Evidence-Based Medicine

Neonatal Cholestasis

Neonatal Cholestasis

Background

  • Neonatal cholestasis is elevated direct (conjugated) bilirubin in a neonate caused by reduced bile formation or bile flow.
  • Causes may be intrahepatic or extrahepatic.
    • The most common causes are biliary atresia (33%-50%) and idiopathic neonatal hepatitis (10%-15%).
    • Other important etiologies include choledochal cysts, TORCH and other viral infections, congenital hypothyroidism, gestational alloimmune liver disease (GALD), alpha-1 antitrypsin deficiency, metabolic/inborn errors of metabolism, genetic syndromes such as Alagille, cystic fibrosis, and trisomies 13, 18, and 21, medications, and prolonged total parenteral nutrition support.
  • 15%-20% of infants with biliary atresia have other congenital anomalies.

Evaluation

  • Early diagnosis and identification of the underlying cause is important to provide early supportive treatment, optimal nutritional care, prevent complications, and improve outcome.
  • Neonates may present with persistent, recurrent, or new-onset jaundice.
    • Most will appear otherwise well, but may have acholic (pale) stools or dark urine.
    • Infants with liver failure, generalized infections, metabolic disorders, or intestinal blockage may present with irritability, poor feeding, vomiting, diarrhea lethargy, failure to thrive, oliguria, delayed stooling, and/or hypotonia.
  • Total and direct bilirubin should be measured in infants with jaundice persisting beyond 2-3 weeks.

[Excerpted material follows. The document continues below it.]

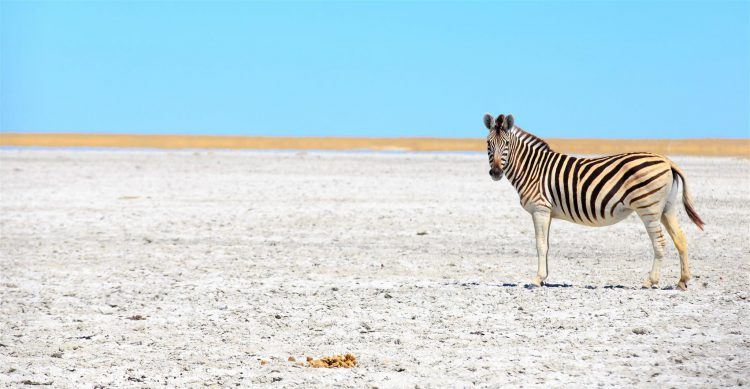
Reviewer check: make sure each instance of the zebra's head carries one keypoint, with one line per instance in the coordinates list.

Evaluation should occur sooner if the infant develops symptoms or appears ill (Strong recommendation).
  • Elevated direct bilirubin is defined as:
    • > 1 mg/dL (17.1 mcmol/L) when total serum bilirubin ≤ 5 mg/dL (85.5 mcmol/L)
    • > 20% of total when total serum bilirubin > 5 mg/dL
  • Initial testing in infants with elevated direct bilirubin may include:
    • liver synthetic function and enzymatic tests
    • thyroid and galactosemia screening and a review of neonatal screening performed
    • cholesterol and triglycerides
    • blood cultures, urine for culture and congenital cytomegalovirus (CMV), TORCH serology, and hepatitis A, B, and C serology
    • sweat test
    • galactose-1-phosphate uridyl transferase
    • plasma and urine amino acids, cortisol (preferably after 4 hour fast) urine organic acids (succinyl acetone)
    • urine for color and presence of bilirubin, reducing substances, and organic and amino acids
    • assessment of stool for acholic (pale) color
  • A liver ultrasound is recommended for any infant with cholestasis of unknown etiology as it may indicate a choledochal cyst, gall stones, sludge in the biliary tree or gallbladder, ascites, cystic or obstructive dilatation of the biliary system, or an echogenic area at porta hepatis (triangular cord sign) which may indicate biliary atresia (Strong recommendation).
  • A liver biopsy is recommended for most infants with cholestasis of unknown etiology (Strong recommendation), and is more sensitive in infants ≥ 6 weeks old for identifying biliary atresia.

Management

  • Initial management involves the recognition and treatment of diseases amenable to specific therapy.
  • Patients with acholic stools persisting for ≥ 2 days or with any other findings suggestive of neonatal cholestasis should be referred urgently to a gastroenterologist for evaluation and management.
  • Refer the infant to a pediatric surgeon if biliary atresia or extrinsic biliary obstruction is identified.
    • Infants with biliary atresia should be referred as soon as the diagnosis is confirmed, as the success of hepatoportoenterostomy decreases dramatically if performed after 90 days.
    • Choledochal cysts and bile duct perforations also require surgical intervention.
    • Cholelithiasis and patients with poor bile drainage such as in progressive familial intrahepatic cholestasis and Caroli disease may also benefit from surgical intervention to relieve obstruction and improve biliary drainage.
    • A liver transplant may be indicated for unrestored bile flow, persistent liver dysfunction, cirrhosis after hepatoportoenterostomy for biliary atresia (most common reason), and acute liver failure of any cause.
  • Medical treatments may include:
    • IV immunoglobulin with or without exchange transfusion for gestational alloimmune liver disease (GALD) may improve the outcome in infants with liver failure
    • providing medication for specific infectious and endocrinological etiologies
    • consideration of cholestyramine, phenobarbital, or ursodeoxycholic acid to remove bilirubin from the liver, but are difficult to use and not first-line therapy
  • Dietary interventions for patients with cholestasis include:
    • increasing caloric intake in patients with steatorrhea
    • supplementing fat-soluble vitamins (A,D,E,K)
    • provision of fat as medium-chain triglycerides
  • Patients should be closely monitored for growth restriction, malabsorption, vitamin deficiency, and for complications such as portal hypertension, cirrhosis, coagulopathy, and metabolic bone disease.
  • The prognosis depends on the underlying cause of cholestasis.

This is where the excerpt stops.